The overarching message of the Global Compact business leaders summit here is loud and clear: It is no longer sufficient for companies to make profits and comply with the laws if they are really serious about sustainable development in the long term.

The world is now undergoing a period of unprecedented change and it is becoming clear that the current market mechanism and the political system cannot by itself resolve such major issues as climate change, persistent poverty and abuse of human rights.

"For markets to expand in a sustainable way, we must provide those currently excluded with better and more opportunities to improve their livelihoods," United Nations Secretary General Ban-Ki-moon said Thursday when opening the two-summit.

The UN chief called the meeting, which is being attended by more than 800 business leaders and representatives of civil society organizations and academic communities, the largest event the UN has ever convened on the topic of corporate citizenship.
Indeed, the survival and success of companies, notably big multinational groups, depends on the complex global system of three interdependent sub-systems -- the natural environment, the social and political system, and the global economy.

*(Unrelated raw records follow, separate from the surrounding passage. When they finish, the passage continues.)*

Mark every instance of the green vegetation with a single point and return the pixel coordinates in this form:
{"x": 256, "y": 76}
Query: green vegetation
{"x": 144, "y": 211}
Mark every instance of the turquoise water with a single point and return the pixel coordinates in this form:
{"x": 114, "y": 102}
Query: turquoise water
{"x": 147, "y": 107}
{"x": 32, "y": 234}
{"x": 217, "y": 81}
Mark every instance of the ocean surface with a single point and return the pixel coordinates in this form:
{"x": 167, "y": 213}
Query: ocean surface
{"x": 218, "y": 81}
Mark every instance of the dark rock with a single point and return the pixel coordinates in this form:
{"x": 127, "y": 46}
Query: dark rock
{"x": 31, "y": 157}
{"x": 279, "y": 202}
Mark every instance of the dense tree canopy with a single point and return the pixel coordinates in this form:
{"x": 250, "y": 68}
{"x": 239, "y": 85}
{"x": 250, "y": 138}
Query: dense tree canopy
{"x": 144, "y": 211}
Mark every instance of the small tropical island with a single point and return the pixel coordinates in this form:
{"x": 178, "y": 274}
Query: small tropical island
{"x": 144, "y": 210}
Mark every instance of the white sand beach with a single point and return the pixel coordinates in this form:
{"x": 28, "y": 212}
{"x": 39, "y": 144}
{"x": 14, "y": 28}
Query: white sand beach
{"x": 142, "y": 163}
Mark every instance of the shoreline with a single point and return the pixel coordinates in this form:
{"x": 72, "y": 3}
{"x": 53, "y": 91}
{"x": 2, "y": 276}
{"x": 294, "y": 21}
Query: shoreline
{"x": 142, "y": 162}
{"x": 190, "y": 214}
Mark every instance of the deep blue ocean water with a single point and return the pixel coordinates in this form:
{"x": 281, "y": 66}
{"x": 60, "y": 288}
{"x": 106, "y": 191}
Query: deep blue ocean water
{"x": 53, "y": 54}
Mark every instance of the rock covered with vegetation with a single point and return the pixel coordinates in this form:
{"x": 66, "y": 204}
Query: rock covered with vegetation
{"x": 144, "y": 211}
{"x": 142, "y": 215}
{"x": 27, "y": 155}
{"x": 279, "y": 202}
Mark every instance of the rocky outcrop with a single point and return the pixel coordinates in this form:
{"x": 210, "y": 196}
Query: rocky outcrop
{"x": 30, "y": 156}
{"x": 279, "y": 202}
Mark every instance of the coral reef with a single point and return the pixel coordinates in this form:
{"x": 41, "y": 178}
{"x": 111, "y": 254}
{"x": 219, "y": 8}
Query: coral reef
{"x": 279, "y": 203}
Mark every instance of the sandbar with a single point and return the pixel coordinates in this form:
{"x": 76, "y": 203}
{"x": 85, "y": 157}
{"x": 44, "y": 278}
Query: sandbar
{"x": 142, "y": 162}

Formed in 2000 in response to major anti-globalization protests at a WTO meeting in Seattle, the Global Compact brings companies together with UN agencies and civil society groups to promote universal human rights, labor, environment and anticorruption principles.

The Global Compact's ten principles cover the areas of human rights, labor, the environment and anticorruption.

The Global Compact, which now has around 4,000 members, asks companies to embrace, support and enact, within their sphere of influence, a set of core values in the areas of human rights, labor standards, the environment, and anticorruption.

"You can be a good company simply by making profits and obeying the law, but you never become a great corporation without strong corporate social responsibility," noted Neville Isdell, chairman of the Coca-Cola Company, at a news conference on the sidelines of the conference.

Rudy Fajar, president of PT Riau Andalan Pulp and Paper (RAPP), who is also attending the conference, concurred, saying that there had been increasing pressures for companies to invest in a way that was socially responsible, ethically right and environment-friendly.

RAPP, which is developing almost 160,000 hectares of pulp plantations in Riau province to support its giant pulp plant with an annual capacity of two million tons, is a unit of the Singapore-registered Asia Pacific Resources International Holdings Ltd. (APRIL).

APRIL joined the Global Compact during the summit meeting, pledging a strong commitment to implementing its ten principles.

The summit is due Friday to issue the Geneva Declaration on the commitment of companies to sustainable development, including stronger cooperation in coping with climate change and corruption, which Huguette Labelle, chair of the Berlin-based Transparency International, called a very serious problem.

"The World Bank estimates that 5 percent of global gross domestic product is lost to corruption. This means a waste of almost S$2.5 trillion a year which could have been used to lift tens of millions of people out of absolute poverty," Labelle noted at a news conference.